# Create ISA-API Investigation from Datascriptor Study Design configuration

# Factorial Study without observational factors

In this notebook I will show you how you can use a study design configuration is JSON format as produce by datascriptor (https://gitlab.com/datascriptor/datascriptor) to generate a single-study ISA investigation and how you can then serialise it in JSON and tabular (i.e. CSV) format.

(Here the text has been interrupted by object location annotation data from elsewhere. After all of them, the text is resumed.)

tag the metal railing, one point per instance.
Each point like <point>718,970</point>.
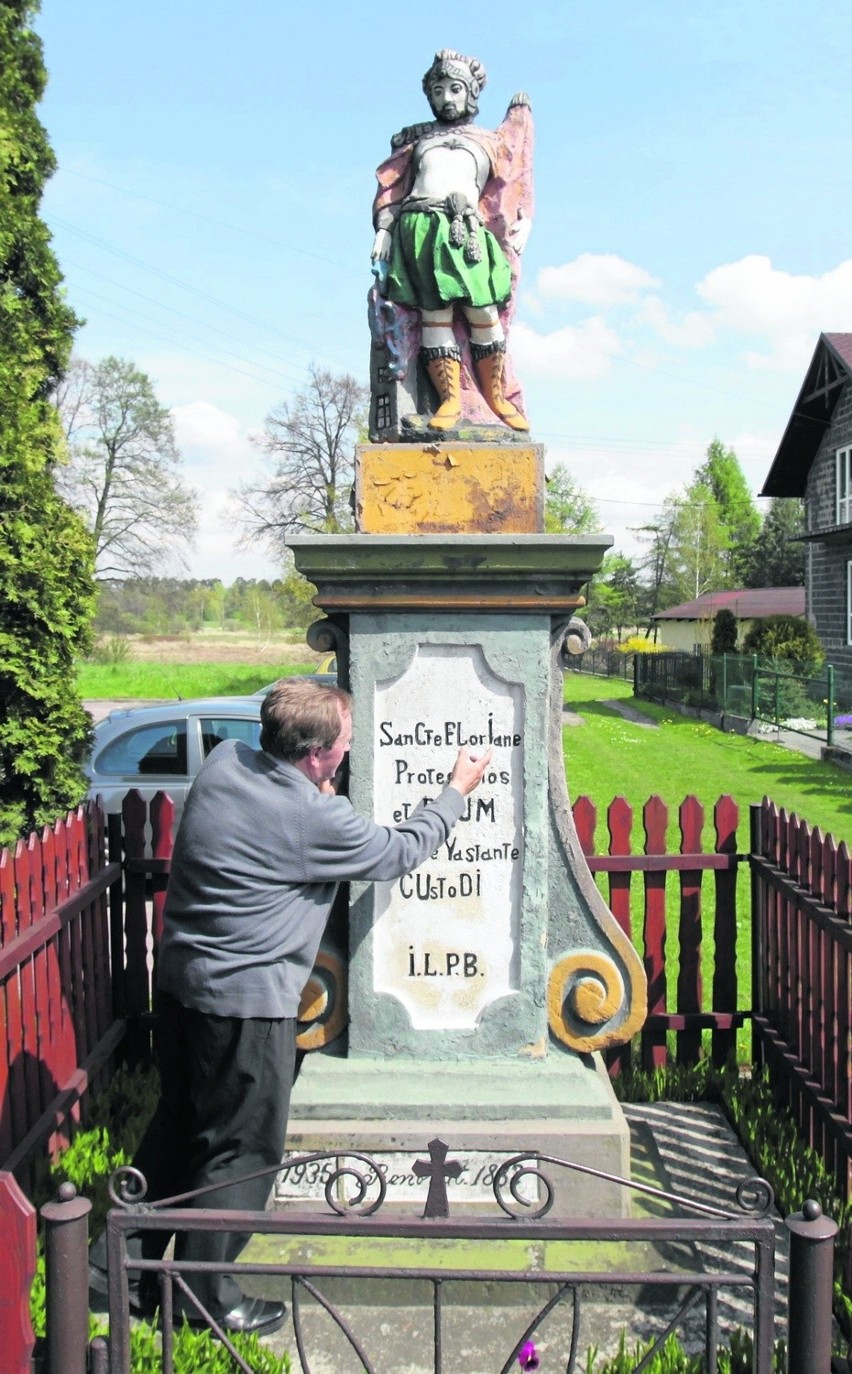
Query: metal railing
<point>524,1191</point>
<point>752,689</point>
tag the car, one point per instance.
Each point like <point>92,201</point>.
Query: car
<point>161,748</point>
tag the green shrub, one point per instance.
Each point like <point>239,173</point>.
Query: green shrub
<point>785,636</point>
<point>724,632</point>
<point>194,1351</point>
<point>672,1359</point>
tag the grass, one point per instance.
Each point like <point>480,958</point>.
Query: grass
<point>147,680</point>
<point>608,756</point>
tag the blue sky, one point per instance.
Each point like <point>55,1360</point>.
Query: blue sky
<point>691,237</point>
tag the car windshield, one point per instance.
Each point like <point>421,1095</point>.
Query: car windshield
<point>149,749</point>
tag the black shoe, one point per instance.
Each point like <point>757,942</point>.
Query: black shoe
<point>143,1292</point>
<point>250,1314</point>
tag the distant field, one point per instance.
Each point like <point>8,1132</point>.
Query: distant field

Or study design configuration consists of:
- a 6-arm study design. Each arm has 12 subjects
- Patients were randomised to one of 4 groups – intravenous streptokinase, oral aspirin, both or neither – and mortality was measured. at three different dosages (5, 10 mg/day)), for three different durations (30, 60 days)
- a screen phase before treatment (7 days)
- a follow-up phase after treatment (90 days)
- two sample types colllected: unspecified tissue, blood
- two assay types: 
    - Metabolite Profiling with Mass Spectrometry for unspecified tissue
    - Metabolite Profiling with NMR Spectroscopy for blood sample

## 1. Setup

Let's import all the required libraries

In [20]:
from time import time
import os
import json

In [21]:
## ISA-API related imports
from isatools.model import Investigation, Study

In [22]:
## ISA-API create mode related imports
from isatools.create.model import StudyDesign
from isatools.create.connectors import generate_study_design

# serializer from ISA Investigation to JSON
from isatools.isajson import ISAJSONEncoder

# ISA-Tab serialisation
from isatools import isatab

In [23]:
## ISA-API create mode related imports
from isatools.create import model
from isatools import isajson

## 2. Load the Study Design JSON configuration

First of all we load the study design configurator with all the specs defined above

In [24]:
with open(os.path.abspath(os.path.join(
    "config", "factorial-study-human-4-treatments.json"
)), "r") as config_file:
    study_design_config = json.load(config_file)
study_design_config

{'_id': '60d8b601b832df0008a19abc',
 'name': '4-treatments factorial study',
 'description': 'Patients were randomised to one of 4 groups – intravenous streptokinase, oral aspirin, both or neither – and mortality was measured. (Lancet 1988;ii:349-60 )',
 'design': {'subjectType': {'term': 'Homo sapiens',
   'iri': 'http://purl.obolibrary.org/obo/NCBITaxon_9606'},
  'subjectSize': 12,
  'designType': {'term': 'full factorial design',
   'id': 'STATO:0000270',
   'iri': 'http://purl.obolibrary.org/obo/STATO_0000270',
   'label': 'Study subjects receive a single treatment',
   'value': 'fullFactorial'},
  'observationalFactors': [],
  'subjectGroups': {'selected': [{'name': 'SubjectGroup_0',
     'type': {'term': 'Homo sapiens',
      'iri': 'http://purl.obolibrary.org/obo/NCBITaxon_9606'},
     'characteristics': []}],
   'unselected': []},
  'treatmentPlan': {'observationPeriod': {'name': 'observation period',
    'duration': None,
    'durationUnit': ''},
   'screen': {'selected': True

## 3. Generate the ISA Study Design from the JSON configuration
To perform the conversion we just need to use the function `generate_isa_study_design()` (name possibly subject to change, should we drop the "isa" and "datascriptor" qualifiers?)

In [25]:
study_design = generate_study_design(study_design_config)
assert isinstance(study_design, StudyDesign)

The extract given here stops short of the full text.